Why does computer science education matter? Right now, fewer than 3 percent of all bachelor’s degrees awarded in the United States are in the field of computer science. Yet, computer programming jobs are growing at twice the national average and are among the top paying fields. Our tech fueled world is expected to generate 1.4 million computing jobs in the U.S. alone by 2020. Today, there are already more than 604,000 open computing jobs nationwide. However, only 40 percent of schools in the U.S. teach any form of computer science.
With our rising digital economy and the nonstop pace of technological change, we have an imperative to prepare young people to pursue careers that are in demand. Beyond computing jobs, computer science education also provides the computational thinking and problem solving skills that are now required in any field – from music and fashion, to manufacturing, health care and transportation.
So why, then, aren’t more young people jumping at the chance to learn skills that will qualify them for rewarding work? The answer is nuanced, but one of the biggest barriers is straightforward – the lack of equitable access to computer science education and related skills essential for 21st century careers.
Our own efforts during CSEdWeek and throughout the year center on making computer science more accessible and inclusive. In partnership with nonprofit Code.org and other leading tech companies, Microsoft is encouraging millions of young people globally to spend an hour this week – and beyond – getting started on their journey of learning computer science. To that end, the Minecraft Hour of Code Designer is a tutorial for students and educators created by Microsoft and Mojang for Hour of Code.

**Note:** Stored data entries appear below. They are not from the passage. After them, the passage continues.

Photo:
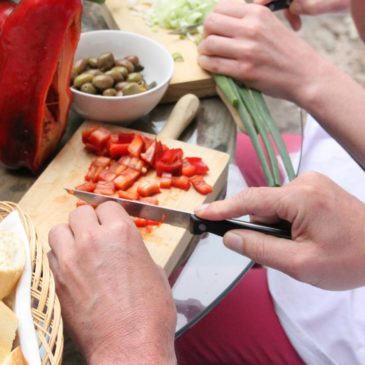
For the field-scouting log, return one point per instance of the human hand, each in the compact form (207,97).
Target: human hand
(249,43)
(310,7)
(327,248)
(116,302)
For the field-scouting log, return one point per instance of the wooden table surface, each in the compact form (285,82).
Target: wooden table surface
(213,127)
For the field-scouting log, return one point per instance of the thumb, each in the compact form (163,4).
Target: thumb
(316,7)
(278,253)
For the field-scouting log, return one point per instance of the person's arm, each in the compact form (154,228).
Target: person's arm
(247,42)
(311,7)
(116,303)
(328,235)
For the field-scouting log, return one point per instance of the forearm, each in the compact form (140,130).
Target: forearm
(338,103)
(140,355)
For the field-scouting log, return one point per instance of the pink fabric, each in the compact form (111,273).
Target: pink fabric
(248,162)
(242,329)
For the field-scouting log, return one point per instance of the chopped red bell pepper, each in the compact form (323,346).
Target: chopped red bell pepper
(149,199)
(200,185)
(37,45)
(188,169)
(117,150)
(106,175)
(166,180)
(6,7)
(152,152)
(126,179)
(148,188)
(136,146)
(129,195)
(201,167)
(117,168)
(181,182)
(105,188)
(96,167)
(88,186)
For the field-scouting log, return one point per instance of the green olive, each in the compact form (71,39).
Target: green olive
(125,63)
(134,77)
(120,85)
(88,88)
(115,74)
(123,70)
(103,82)
(138,68)
(106,61)
(110,92)
(152,85)
(131,89)
(134,59)
(94,72)
(92,62)
(82,79)
(80,66)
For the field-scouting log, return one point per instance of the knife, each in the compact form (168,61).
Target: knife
(276,5)
(179,218)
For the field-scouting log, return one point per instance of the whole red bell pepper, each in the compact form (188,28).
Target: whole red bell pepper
(38,39)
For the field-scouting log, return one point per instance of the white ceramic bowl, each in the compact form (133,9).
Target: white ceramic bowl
(158,66)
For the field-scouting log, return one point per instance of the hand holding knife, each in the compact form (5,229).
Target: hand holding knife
(178,218)
(276,5)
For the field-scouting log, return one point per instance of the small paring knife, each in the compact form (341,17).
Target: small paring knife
(276,5)
(179,218)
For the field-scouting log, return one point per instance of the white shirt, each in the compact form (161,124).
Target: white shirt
(325,327)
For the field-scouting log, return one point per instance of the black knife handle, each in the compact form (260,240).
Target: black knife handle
(219,228)
(276,5)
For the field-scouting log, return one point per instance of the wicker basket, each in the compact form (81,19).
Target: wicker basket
(46,309)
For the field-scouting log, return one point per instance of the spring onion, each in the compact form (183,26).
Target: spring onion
(186,17)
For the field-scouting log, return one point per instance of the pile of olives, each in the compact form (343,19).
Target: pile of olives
(109,76)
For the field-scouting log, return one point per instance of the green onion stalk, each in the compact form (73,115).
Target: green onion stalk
(259,124)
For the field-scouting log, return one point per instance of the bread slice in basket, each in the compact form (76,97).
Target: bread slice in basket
(12,261)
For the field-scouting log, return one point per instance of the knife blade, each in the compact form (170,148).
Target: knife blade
(276,5)
(179,218)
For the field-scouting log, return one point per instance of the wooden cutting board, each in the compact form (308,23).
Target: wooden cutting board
(188,75)
(48,204)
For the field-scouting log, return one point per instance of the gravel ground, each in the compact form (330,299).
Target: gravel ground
(335,37)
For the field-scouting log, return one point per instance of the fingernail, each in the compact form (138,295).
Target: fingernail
(233,241)
(201,208)
(296,8)
(202,59)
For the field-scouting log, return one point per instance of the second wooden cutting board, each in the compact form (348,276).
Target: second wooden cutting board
(188,75)
(48,204)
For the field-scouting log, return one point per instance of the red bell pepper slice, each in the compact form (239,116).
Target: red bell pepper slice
(181,182)
(129,195)
(136,146)
(126,179)
(200,185)
(117,168)
(166,180)
(6,7)
(39,38)
(201,168)
(105,188)
(96,167)
(148,188)
(149,199)
(117,150)
(188,169)
(152,152)
(87,186)
(106,175)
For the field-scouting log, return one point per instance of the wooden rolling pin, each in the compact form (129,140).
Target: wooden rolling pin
(181,116)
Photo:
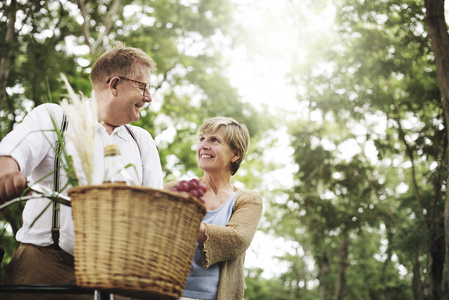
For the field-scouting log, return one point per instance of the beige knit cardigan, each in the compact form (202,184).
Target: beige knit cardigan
(227,245)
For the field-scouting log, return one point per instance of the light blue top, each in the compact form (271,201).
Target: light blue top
(203,283)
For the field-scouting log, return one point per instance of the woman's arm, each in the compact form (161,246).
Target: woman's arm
(230,241)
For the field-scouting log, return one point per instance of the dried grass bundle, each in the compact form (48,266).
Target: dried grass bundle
(82,117)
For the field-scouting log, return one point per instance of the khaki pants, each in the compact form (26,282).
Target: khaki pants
(32,264)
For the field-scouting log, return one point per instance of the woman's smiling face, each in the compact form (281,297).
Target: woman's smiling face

The tutorial allows players to create their own custom game experience, plugging together blocks of code to control the behaviors of sheep, zombies and other creatures. It includes a set of 12 challenges, followed by free play time so users can create a game using the coding concepts they’ve just learned. Throughout the week, Microsoft will lead hundreds of free hands-on coding workshops in Microsoft Stores around the world. Our YouthSpark Hub offers even more resources for finding in-person coding camps, as well as coding tutorials.
Additionally, this week, in partnership with the California Academy of Sciences and KQED, Microsoft will host Hacking STEM activities where students will apply coding to a relatable challenge in their own world. In an accessible format, they will learn more about earthquakes by building and coding a functional sensor-enabled seismograph – engineering, equipping and testing prototypes with the potential to help mitigate earthquake damage.

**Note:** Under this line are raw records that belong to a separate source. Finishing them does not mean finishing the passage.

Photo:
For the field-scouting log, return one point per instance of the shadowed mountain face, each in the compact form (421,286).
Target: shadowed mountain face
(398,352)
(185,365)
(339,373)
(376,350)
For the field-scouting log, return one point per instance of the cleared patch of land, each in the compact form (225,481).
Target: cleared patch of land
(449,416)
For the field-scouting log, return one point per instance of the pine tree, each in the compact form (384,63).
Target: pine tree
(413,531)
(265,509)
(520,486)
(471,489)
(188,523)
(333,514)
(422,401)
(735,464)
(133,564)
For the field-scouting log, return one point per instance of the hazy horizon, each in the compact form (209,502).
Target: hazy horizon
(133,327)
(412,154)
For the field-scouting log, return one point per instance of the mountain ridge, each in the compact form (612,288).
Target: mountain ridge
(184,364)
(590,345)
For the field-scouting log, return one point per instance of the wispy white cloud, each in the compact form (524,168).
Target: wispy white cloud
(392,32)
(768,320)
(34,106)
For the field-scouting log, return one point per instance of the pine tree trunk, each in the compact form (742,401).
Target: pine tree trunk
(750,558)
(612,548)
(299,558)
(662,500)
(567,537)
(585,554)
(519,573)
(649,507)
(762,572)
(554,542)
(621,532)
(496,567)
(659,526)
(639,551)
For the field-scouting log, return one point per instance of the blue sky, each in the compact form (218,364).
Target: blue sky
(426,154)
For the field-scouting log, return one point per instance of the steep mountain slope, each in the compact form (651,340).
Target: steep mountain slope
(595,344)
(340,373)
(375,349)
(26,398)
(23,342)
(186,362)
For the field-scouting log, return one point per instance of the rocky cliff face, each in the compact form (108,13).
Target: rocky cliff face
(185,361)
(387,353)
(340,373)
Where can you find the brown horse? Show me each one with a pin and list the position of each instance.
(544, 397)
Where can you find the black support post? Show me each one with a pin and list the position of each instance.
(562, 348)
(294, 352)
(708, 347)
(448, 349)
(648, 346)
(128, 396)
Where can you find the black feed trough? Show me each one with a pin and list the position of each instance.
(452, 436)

Over many years, Microsoft has developed such partnerships and programs that help reach young people who are most likely to be among those without access to computer science education —particularly girls, minorities and those living in rural areas with limited connectivity. We collaborate closely with nonprofits around the world, including Boys & Girls Clubs of America, to deliver computer science learning in clubs throughout the U.S., and with Coder Dojo across Europe. Their efforts are critical to reach underrepresented groups and close the skills gap.
As part of Microsoft Philanthropies, we also run a program called TEALS (Technology Education and Literacy in Schools), which pairs computer engineers from Microsoft and other tech companies with full-time high school teachers to teach introductory and advanced placement (AP) computer science. In addition to TEALS, the company works with a broad spectrum of educators to help prepare students for the digital future. This week, that includes expanding resources in Microsoft Imagine Academy – a one-stop shop for digital curriculum, fundamental technology skills certification and teacher training tools.
In my role, I’ve had the opportunity to meet with educators and nonprofits eager to collaborate on creative ideas, get kids excited about coding and make positive shifts in public policy to improve accessibility to computer science. From visiting dozens of schools, Boys & Girls Clubs and other programs, I’ve seen firsthand that from the minute kids sit down and start coding, the world around them disappears. When coding is fun, they respond intuitively and love diving in.
Expanding access to computer science – for all – is why initiatives like CSEdWeek are so important. Together, we can work to ensure any young person who wants to learn critical computational skills or go on to study computer science in community college or university has these options. And, in just an hour, we can start them on a journey where they gain the skills and knowledge needed to pursue their passions in our increasingly digital world.